Install optional backends:

```bash
pip install "narrata[all]"
```

Requires Python 3.11+ and pandas 2.0+.

## Quickstart

`narrate(...)` takes a pandas OHLCV DataFrame with a datetime index.

In this example, `df` is an **AAPL simulated OHLCV DataFrame** that already exists in your pipeline.

Ticker is optional. Preferred pattern: pass `ticker="AAPL"` directly to `narrate(...)`.

```python
from narrata import narrate

# Assume `df` already exists and contains:
# - DatetimeIndex
# - Open, High, Low, Close, Volume columns
# Example source: AAPL simulated OHLCV data.
print(narrate(df, ticker="AAPL"))
```

Example output:

```text
AAPL (120 pts, daily): ▁▁▂▂▂▃▃▄▄▄▄▅▆▆▆▆▇▇██
Date range: 2025-01-01 to 2025-04-30
Range: [$139.99, $175.68]  Mean: $157.35  Std: $10.33
Start: $140.00  End: $175.19  Change: +25.14%
Regime: Uptrend since 2025-01-02 (low volatility)
RSI(14): 65.1 (neutral-bullish)  MACD: bullish crossover 1 day ago
BB: near upper band
Volume: 0.98x 20-day avg (average)
Volatility: 23rd percentile (low)
SAX(16): aaabbccdeeffgggh
Patterns: Ascending triangle forming since 2025-03-02
Candlestick: Doji on 2025-04-29
Support: $145.13 (13 touches), $139.99 (6 touches)  Resistance: $175.68 (3 touches)
```

## Fallback vs extras (same input)

Using the same deterministic 252-point dataset:

Fallback-only (`pip install narrata`):

```text
AAPL (252 pts, business-daily): ▁▂▁▂▂▃▃▃▄▄▄▅▆▆▆▆▇▇▇█
Date range: 2024-01-02 to 2024-12-18
Range: [$140.61, $201.32]  Mean: $170.44  Std: $17.52
Start: $141.05  End: $201.32  Change: +42.73%
Regime: Uptrend since 2024-12-10 (low volatility)
RSI(14): 72.9 (overbought)  MACD: bullish crossover 7 days ago
BB: above upper band
SMA 50/200: golden cross
Volume: 0.95x 20-day avg (average)
Volatility: 1st percentile (extremely low)
SAX(16): aaabbcdeefggghhh
Patterns: Ascending triangle forming since 2024-09-26
Candlestick: Bullish Engulfing on 2024-12-17
Support: $193.16 (27 touches), $156.63 (26 touches)  Resistance: $201.32 (4 touches)
```

With extras (`pip install "narrata[all]"`):

```text
AAPL (252 pts, business-daily): ▁▂▁▂▂▃▃▃▄▄▄▅▆▆▆▆▇▇▇█
Date range: 2024-01-02 to 2024-12-18
Range: [$140.61, $201.32]  Mean: $170.44  Std: $17.52
Start: $141.05  End: $201.32  Change: +42.73%
Regime: Uptrend since 2024-10-02 (low volatility)
RSI(14): 72.9 (overbought)  MACD: bullish crossover 7 days ago
BB: above upper band
SMA 50/200: golden cross
Volume: 0.95x 20-day avg (average)
Volatility: 1st percentile (extremely low)
SAX(16): aaabbbcddefggghh
Patterns: Ascending triangle forming since 2024-09-26
Candlestick: Doji on 2024-12-11
Support: $193.16 (27 touches), $156.63 (26 touches)  Resistance: $201.32 (4 touches)
```

## Digit Splitting for LLM Robustness

`digit_tokenize(...)` can help when your downstream model is sensitive to dense numeric strings.
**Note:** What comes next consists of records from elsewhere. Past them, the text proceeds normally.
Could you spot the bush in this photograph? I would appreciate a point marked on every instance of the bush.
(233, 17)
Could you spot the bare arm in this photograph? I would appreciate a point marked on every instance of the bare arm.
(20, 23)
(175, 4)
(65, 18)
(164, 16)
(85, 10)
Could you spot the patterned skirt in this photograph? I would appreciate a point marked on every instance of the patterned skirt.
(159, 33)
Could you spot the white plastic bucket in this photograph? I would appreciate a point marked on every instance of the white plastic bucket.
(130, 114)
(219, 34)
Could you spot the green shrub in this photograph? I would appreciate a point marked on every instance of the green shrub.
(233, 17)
Use it when you have many prices, percentages, or long decimals in prompt context.

```python
from narrata import digit_tokenize

print(digit_tokenize("Price 171.24, move +3.2%"))
# <digits-split>
# Price 1 7 1 . 2 4 , move + 3 . 2 %
```

## Features

- Input validation for OHLCV DataFrames
- Summary analysis with date range context
- Regime classification (`Uptrend` / `Downtrend` / `Ranging`)
- RSI and MACD interpretation
- Bollinger Band and moving average crossover descriptions
- Volatility and volume context
- SAX symbolic encoding
- ASTRIDE adaptive symbolic encoding (with `ruptures`)
- Pattern and candlestick detection
- Support/resistance extraction
- Sparkline generation
- Output formatting (`plain`, `markdown_kv`, `toon`)

## FAQ

### Is narrata redundant if I already use OpenBB, yfinance, or another data SDK?
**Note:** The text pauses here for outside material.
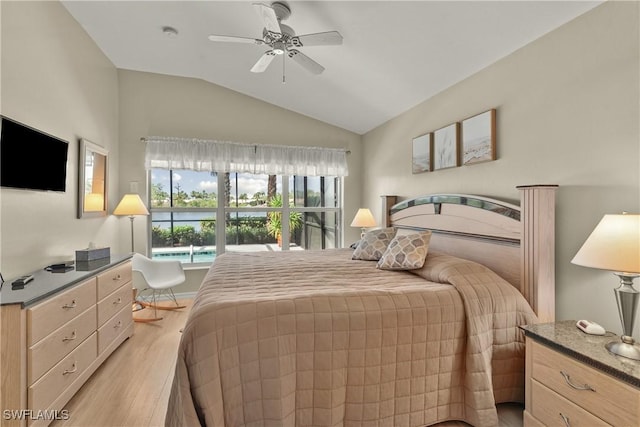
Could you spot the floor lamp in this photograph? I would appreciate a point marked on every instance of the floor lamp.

No. `narrata` is complementary. It sits on top of your data access layer and converts OHLCV data into concise, LLM-ready narrative text.
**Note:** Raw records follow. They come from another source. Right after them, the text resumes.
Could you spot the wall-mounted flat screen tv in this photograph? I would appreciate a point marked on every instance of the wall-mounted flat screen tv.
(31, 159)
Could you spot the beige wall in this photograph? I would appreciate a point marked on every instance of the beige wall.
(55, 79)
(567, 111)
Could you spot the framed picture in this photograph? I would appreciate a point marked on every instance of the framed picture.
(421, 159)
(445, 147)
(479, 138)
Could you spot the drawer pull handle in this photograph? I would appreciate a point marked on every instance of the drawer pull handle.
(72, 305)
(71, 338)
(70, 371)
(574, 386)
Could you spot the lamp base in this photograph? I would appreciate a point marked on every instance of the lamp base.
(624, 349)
### Does narrata call an LLM or provide LLM endpoints?

No. `narrata` is a pure Python library with deterministic, programmatic analysis and narration. It does not call LLM APIs.

## Citation

If you use `narrata` in research or public projects, cite this package using `CITATION.cff`.